Both Israel and the United States signed the Rome Statute in 2000, but later refused to ratify. Palestine ratified the treaty in 2015, meaning any crimes committed in Palestinian territories could be party to ICC jurisdiction.
FADEL SENNA/AFP via Getty Smoke rises from the Gaza Strip amid Israel’s attacks on Nov. 12, 2023
International criminal lawyer Alexandro Maria Tirelli explains to PEOPLE that there is a stark possibility of U.K. lawyers facing U.S. sanctions, and how Clooney and her fellow lawyers could find themselves barred from entering the country.
Trump’s February order invoked the International Emergency Economic Powers Act of 1977, the National Emergencies Act of 1976, and the Immigration and Nationality Act of 1952, also known as the McCarran-Walter Act.
The IEEPA, in particular, allows the president to freeze assets, deny entry into the United States, and prohibit economic transactions to individuals deemed “hostile to American interests.”
Additionally, Tirelli notes that an executive order does not require a criminal conviction or due process. The proof of what constitutes a “threat” in this case would be at the discretion of the Trump administration.
There is also no way to appeal an executive order. Those formally sanctioned would have to file a federal lawsuit, on the basis of something like “violation of the right to due process,” “abuse of executive authority,” or “infringement of professional freedom.”
During the lengthy ensuing legal process, which could last from six to 24 months, the sanctions would remain in place and entry to the U.S. would continue to be denied, Tirelli says.
Stephane Cardinale – Corbis/Corbis via Getty Amal and George Clooney attend the red carpet premiere of “Wolfs” on Sept. 1, 2024
There is very little precedent for the hypothetical sanctions or legal recourse if they are put into place against British lawyers. Tirelli notes that there is absolutely no record of past U.S. sanctions against foreign lawyers “purely for the exercise of professional legal functions.”
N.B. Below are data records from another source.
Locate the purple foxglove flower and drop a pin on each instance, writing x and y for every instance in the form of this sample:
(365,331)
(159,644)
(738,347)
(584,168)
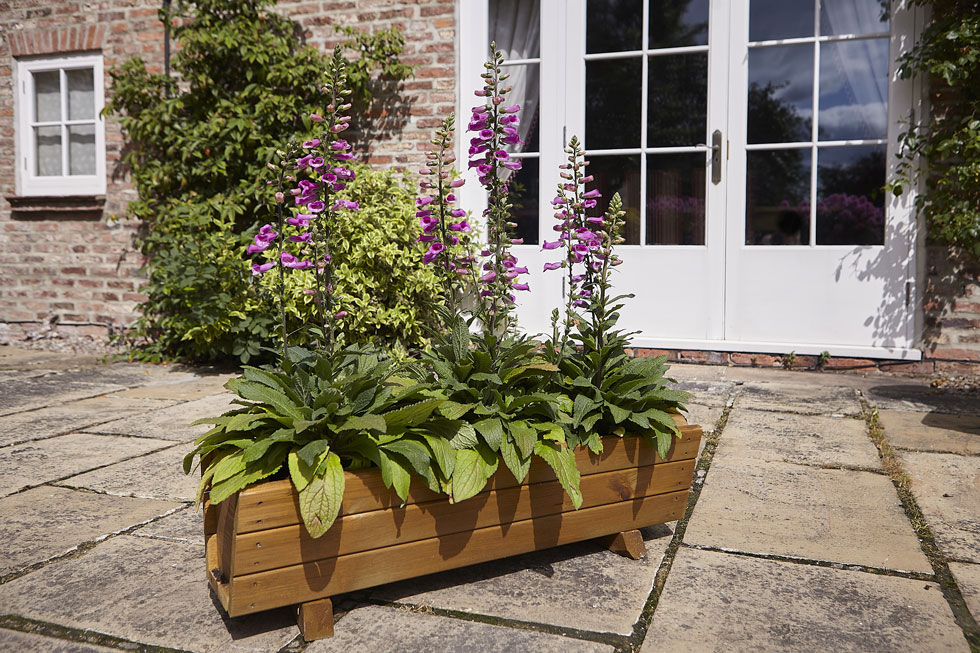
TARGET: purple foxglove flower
(434,250)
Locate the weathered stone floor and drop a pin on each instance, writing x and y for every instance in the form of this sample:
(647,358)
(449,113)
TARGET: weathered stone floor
(797,538)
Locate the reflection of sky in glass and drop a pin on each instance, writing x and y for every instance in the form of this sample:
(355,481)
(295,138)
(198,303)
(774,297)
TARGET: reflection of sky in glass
(780,19)
(854,89)
(676,23)
(789,70)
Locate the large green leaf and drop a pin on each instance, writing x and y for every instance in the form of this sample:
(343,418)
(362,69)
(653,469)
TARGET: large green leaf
(319,501)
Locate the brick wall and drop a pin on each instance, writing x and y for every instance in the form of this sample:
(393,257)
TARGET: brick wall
(61,260)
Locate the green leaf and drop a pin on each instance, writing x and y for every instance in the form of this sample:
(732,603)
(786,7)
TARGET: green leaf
(562,461)
(319,501)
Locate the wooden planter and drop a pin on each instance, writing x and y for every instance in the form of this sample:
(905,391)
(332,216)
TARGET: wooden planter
(260,556)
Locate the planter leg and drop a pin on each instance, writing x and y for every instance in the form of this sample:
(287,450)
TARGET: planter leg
(315,619)
(627,543)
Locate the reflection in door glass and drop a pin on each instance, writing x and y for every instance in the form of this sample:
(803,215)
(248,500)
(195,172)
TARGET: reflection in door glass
(851,195)
(780,19)
(676,23)
(677,101)
(853,90)
(523,191)
(675,199)
(612,104)
(614,25)
(618,174)
(780,94)
(777,199)
(854,17)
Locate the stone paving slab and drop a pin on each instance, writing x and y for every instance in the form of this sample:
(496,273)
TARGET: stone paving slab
(576,586)
(44,522)
(849,517)
(968,579)
(172,423)
(931,431)
(805,398)
(722,602)
(12,640)
(947,489)
(144,590)
(34,463)
(806,439)
(72,416)
(185,525)
(181,388)
(378,628)
(157,475)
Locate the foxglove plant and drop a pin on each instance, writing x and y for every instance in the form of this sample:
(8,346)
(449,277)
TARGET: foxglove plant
(494,126)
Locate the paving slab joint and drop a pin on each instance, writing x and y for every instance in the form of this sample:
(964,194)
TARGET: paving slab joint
(937,559)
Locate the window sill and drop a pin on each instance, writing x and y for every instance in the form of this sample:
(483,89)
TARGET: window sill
(56,207)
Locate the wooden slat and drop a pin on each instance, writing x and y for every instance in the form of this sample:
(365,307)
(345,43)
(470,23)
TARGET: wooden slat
(289,585)
(290,545)
(275,504)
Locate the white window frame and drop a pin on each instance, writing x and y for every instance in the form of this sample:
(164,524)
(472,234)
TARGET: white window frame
(28,182)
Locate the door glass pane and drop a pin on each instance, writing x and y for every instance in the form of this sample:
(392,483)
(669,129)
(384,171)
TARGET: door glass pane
(614,25)
(853,90)
(612,104)
(780,19)
(47,147)
(677,103)
(81,150)
(780,94)
(618,174)
(676,23)
(851,195)
(523,194)
(81,94)
(47,96)
(675,199)
(854,17)
(777,206)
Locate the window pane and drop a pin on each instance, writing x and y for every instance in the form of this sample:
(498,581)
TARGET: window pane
(675,23)
(47,142)
(613,25)
(777,210)
(47,96)
(526,81)
(523,194)
(618,174)
(81,150)
(515,26)
(854,17)
(780,94)
(677,105)
(780,19)
(81,94)
(854,90)
(612,103)
(851,195)
(675,199)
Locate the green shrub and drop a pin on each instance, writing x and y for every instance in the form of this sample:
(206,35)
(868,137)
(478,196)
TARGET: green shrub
(197,155)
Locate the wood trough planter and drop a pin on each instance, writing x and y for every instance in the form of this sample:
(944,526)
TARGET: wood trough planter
(259,555)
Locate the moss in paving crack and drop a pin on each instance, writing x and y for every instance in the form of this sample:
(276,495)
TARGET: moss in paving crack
(700,475)
(903,485)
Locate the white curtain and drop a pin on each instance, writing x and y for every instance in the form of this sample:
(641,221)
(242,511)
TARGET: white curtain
(515,25)
(861,66)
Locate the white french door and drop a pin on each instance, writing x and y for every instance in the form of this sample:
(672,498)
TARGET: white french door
(749,142)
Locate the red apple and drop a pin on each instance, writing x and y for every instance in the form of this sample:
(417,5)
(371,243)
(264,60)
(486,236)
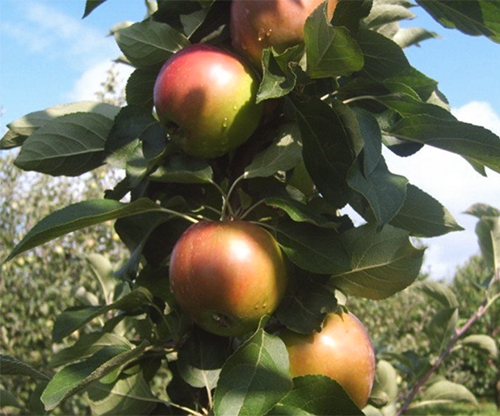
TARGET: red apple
(210,93)
(227,275)
(259,24)
(342,351)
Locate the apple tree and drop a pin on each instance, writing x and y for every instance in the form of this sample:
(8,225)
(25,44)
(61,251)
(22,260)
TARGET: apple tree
(261,122)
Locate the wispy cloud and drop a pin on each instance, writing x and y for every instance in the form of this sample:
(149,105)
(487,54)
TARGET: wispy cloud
(44,29)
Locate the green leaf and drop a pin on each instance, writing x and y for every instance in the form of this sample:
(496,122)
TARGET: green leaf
(304,310)
(316,395)
(384,191)
(423,216)
(318,250)
(149,43)
(78,216)
(10,366)
(276,82)
(331,51)
(441,328)
(473,17)
(180,168)
(140,86)
(440,292)
(129,395)
(134,128)
(76,377)
(254,378)
(331,139)
(27,125)
(472,142)
(201,358)
(282,155)
(87,345)
(69,145)
(76,317)
(90,6)
(481,342)
(406,37)
(299,212)
(382,262)
(7,399)
(446,391)
(385,385)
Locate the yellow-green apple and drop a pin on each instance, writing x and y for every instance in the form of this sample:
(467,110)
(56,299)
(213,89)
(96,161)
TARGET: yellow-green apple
(342,351)
(227,275)
(211,94)
(259,24)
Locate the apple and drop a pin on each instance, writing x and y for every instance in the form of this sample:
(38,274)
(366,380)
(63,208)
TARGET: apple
(227,275)
(210,94)
(342,351)
(256,25)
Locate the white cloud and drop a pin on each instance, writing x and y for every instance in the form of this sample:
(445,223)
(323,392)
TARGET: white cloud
(90,81)
(451,180)
(45,30)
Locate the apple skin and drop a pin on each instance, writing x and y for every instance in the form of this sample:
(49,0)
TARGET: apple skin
(342,351)
(259,24)
(210,93)
(227,275)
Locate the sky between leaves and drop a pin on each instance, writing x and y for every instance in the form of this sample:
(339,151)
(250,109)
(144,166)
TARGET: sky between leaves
(50,56)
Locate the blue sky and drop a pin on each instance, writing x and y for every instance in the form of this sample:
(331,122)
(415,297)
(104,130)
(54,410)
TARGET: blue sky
(49,56)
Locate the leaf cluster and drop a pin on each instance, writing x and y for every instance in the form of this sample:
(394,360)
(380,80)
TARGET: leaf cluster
(335,101)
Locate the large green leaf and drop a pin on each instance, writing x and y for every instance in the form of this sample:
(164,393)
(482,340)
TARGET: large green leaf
(201,358)
(472,142)
(10,366)
(148,43)
(77,377)
(282,155)
(473,17)
(316,395)
(129,395)
(441,328)
(446,391)
(23,127)
(78,216)
(69,145)
(423,216)
(382,262)
(331,51)
(76,317)
(254,378)
(331,140)
(318,250)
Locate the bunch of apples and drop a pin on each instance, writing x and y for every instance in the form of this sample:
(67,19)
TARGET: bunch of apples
(226,275)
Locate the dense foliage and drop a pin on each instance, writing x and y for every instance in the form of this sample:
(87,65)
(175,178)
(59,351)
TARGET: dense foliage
(331,102)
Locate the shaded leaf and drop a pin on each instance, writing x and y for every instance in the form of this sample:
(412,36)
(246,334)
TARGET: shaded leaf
(481,342)
(444,390)
(472,142)
(149,43)
(440,292)
(10,366)
(69,145)
(78,216)
(382,262)
(473,17)
(282,155)
(254,378)
(423,216)
(74,318)
(318,250)
(331,51)
(76,377)
(129,395)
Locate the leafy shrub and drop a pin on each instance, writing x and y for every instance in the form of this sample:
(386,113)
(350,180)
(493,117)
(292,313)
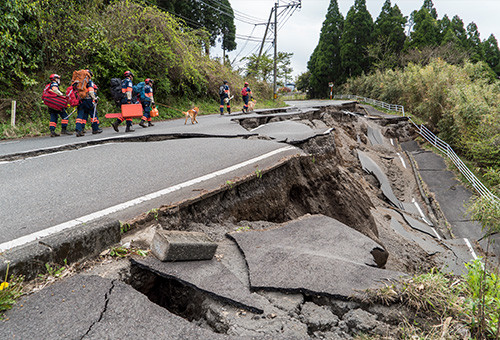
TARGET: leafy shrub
(461,103)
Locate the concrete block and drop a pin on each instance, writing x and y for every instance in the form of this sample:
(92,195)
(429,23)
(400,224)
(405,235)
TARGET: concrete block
(170,245)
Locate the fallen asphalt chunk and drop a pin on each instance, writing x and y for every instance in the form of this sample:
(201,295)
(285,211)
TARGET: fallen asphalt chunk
(174,245)
(421,226)
(371,167)
(428,244)
(210,277)
(315,254)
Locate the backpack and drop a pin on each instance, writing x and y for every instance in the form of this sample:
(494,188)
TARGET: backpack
(72,95)
(116,90)
(138,90)
(53,100)
(82,78)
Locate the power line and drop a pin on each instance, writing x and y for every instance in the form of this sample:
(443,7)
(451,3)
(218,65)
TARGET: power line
(249,17)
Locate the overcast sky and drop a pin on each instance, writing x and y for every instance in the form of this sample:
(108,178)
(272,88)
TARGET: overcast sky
(300,33)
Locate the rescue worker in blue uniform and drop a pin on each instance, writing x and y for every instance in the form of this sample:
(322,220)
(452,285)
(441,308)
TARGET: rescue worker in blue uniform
(127,89)
(54,114)
(86,108)
(225,94)
(246,94)
(147,103)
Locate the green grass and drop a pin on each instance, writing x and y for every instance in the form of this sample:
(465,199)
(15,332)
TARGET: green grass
(10,291)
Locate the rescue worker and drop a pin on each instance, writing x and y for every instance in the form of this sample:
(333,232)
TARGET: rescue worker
(54,114)
(127,98)
(224,94)
(246,94)
(147,103)
(88,106)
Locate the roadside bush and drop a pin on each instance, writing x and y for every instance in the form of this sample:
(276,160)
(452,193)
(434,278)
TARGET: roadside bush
(460,103)
(109,37)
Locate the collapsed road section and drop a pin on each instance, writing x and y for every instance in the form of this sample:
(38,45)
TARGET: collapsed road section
(298,244)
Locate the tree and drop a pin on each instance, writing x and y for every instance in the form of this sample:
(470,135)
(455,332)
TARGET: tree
(474,44)
(457,26)
(325,62)
(217,17)
(388,36)
(429,6)
(492,53)
(425,31)
(356,37)
(266,66)
(302,82)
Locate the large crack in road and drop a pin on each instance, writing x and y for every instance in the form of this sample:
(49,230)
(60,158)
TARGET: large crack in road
(298,242)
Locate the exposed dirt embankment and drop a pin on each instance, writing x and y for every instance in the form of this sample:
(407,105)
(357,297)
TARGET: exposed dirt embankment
(314,184)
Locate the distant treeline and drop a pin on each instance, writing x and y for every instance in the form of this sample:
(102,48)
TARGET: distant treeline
(357,45)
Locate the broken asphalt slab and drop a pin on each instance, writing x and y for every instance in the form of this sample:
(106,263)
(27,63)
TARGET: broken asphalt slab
(288,131)
(315,254)
(91,307)
(70,245)
(210,277)
(451,195)
(371,167)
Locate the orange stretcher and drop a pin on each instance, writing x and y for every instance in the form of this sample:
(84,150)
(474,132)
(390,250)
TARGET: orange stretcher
(128,111)
(132,111)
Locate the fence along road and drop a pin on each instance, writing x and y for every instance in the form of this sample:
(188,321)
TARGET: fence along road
(436,142)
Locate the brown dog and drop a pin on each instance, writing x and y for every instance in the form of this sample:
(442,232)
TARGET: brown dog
(251,105)
(191,114)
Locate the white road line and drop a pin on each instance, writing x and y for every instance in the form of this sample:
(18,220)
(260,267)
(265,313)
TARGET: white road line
(402,160)
(424,218)
(87,218)
(474,256)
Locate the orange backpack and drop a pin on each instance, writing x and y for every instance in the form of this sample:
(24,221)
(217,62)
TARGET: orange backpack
(81,78)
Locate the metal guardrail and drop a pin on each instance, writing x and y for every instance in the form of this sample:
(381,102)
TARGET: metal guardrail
(436,142)
(448,151)
(392,107)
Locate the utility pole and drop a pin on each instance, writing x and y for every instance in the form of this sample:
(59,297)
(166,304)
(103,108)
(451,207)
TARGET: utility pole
(275,49)
(297,4)
(263,40)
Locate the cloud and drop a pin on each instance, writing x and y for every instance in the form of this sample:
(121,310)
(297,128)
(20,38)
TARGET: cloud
(300,33)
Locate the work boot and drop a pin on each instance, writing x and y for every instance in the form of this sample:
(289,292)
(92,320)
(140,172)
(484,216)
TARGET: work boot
(115,125)
(65,132)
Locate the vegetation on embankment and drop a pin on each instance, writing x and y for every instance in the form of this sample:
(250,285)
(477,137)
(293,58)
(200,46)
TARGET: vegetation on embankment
(109,37)
(460,103)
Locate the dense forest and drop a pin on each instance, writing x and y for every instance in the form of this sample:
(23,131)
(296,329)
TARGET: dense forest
(358,45)
(440,70)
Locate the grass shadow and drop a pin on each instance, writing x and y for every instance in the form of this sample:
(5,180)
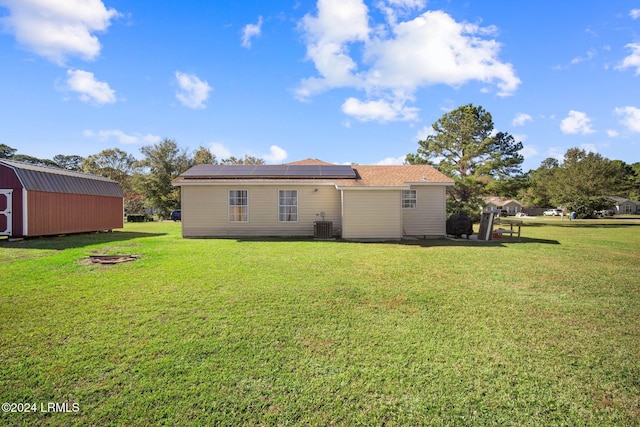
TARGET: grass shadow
(70,241)
(426,243)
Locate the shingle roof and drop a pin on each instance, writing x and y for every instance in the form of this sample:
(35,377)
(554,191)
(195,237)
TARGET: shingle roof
(367,176)
(54,180)
(396,176)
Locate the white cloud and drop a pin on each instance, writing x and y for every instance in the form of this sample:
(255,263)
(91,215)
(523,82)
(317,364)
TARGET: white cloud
(250,31)
(633,60)
(220,150)
(380,110)
(123,138)
(631,118)
(392,161)
(435,49)
(89,89)
(392,61)
(57,29)
(276,155)
(521,119)
(576,122)
(338,23)
(193,92)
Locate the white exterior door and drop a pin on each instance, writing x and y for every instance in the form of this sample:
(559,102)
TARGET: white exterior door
(5,212)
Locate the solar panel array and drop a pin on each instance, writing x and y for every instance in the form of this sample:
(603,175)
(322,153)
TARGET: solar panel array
(270,171)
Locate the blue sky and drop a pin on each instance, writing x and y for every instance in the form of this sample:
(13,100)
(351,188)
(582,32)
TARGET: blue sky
(341,80)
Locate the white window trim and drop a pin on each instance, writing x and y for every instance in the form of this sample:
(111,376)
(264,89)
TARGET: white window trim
(279,206)
(414,199)
(229,207)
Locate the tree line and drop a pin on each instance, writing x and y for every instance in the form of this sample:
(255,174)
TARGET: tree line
(146,183)
(463,146)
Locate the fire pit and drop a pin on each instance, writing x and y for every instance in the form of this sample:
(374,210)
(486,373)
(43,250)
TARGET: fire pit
(111,259)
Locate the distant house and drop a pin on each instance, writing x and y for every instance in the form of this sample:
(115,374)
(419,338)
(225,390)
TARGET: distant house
(37,201)
(492,203)
(296,199)
(624,206)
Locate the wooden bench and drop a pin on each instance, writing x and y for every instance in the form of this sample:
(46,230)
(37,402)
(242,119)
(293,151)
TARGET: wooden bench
(514,227)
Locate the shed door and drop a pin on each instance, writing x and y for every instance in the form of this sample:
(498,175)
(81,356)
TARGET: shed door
(5,212)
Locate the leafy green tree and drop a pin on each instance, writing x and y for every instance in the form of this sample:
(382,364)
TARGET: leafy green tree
(71,163)
(204,156)
(6,152)
(163,162)
(583,175)
(465,148)
(114,164)
(538,193)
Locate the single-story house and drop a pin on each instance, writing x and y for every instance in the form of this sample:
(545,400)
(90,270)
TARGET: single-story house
(624,206)
(492,203)
(309,197)
(38,201)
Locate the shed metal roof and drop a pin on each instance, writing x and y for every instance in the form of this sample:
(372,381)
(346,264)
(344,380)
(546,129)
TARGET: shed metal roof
(53,180)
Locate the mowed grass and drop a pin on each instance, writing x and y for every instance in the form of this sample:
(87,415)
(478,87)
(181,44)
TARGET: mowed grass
(287,332)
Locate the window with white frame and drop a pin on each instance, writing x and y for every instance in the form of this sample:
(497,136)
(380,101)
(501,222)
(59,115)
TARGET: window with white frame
(238,205)
(288,205)
(409,199)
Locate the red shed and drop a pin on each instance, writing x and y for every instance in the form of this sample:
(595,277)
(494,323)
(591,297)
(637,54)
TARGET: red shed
(38,201)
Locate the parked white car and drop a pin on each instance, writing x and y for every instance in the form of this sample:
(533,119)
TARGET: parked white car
(552,212)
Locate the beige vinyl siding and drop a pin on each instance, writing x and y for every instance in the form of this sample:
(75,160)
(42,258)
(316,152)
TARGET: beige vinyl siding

That said, the rumored sanctions do directly contradict the United Nations Basic Principles on the Role of Lawyers (1990), which states that governments have a duty to ensure their lawyers “(a) are able to perform all of their professional functions without intimidation, hindrance, harassment or improper interference; (b) are able to travel and to consult with their clients freely both within their own country and abroad; and (c) shall not suffer, or be threatened with, prosecution or administrative, economic or other sanctions for any action taken in accordance with recognized professional duties, standards and ethics.”
As for U.S. opposition, in March 2025, when Trump directed U.S. Attorney General Pam Bondi to threaten sanctions against lawyers, law firms and judges who have taken cases or ruled against him, the American Bar Association spoke out against him.
“We reject efforts to undermine the courts and the profession,” the ABA said in a statement at the time. “We will not stay silent in the face of efforts to remake the legal profession into something that rewards those who agree with the government and punishes those who do not.”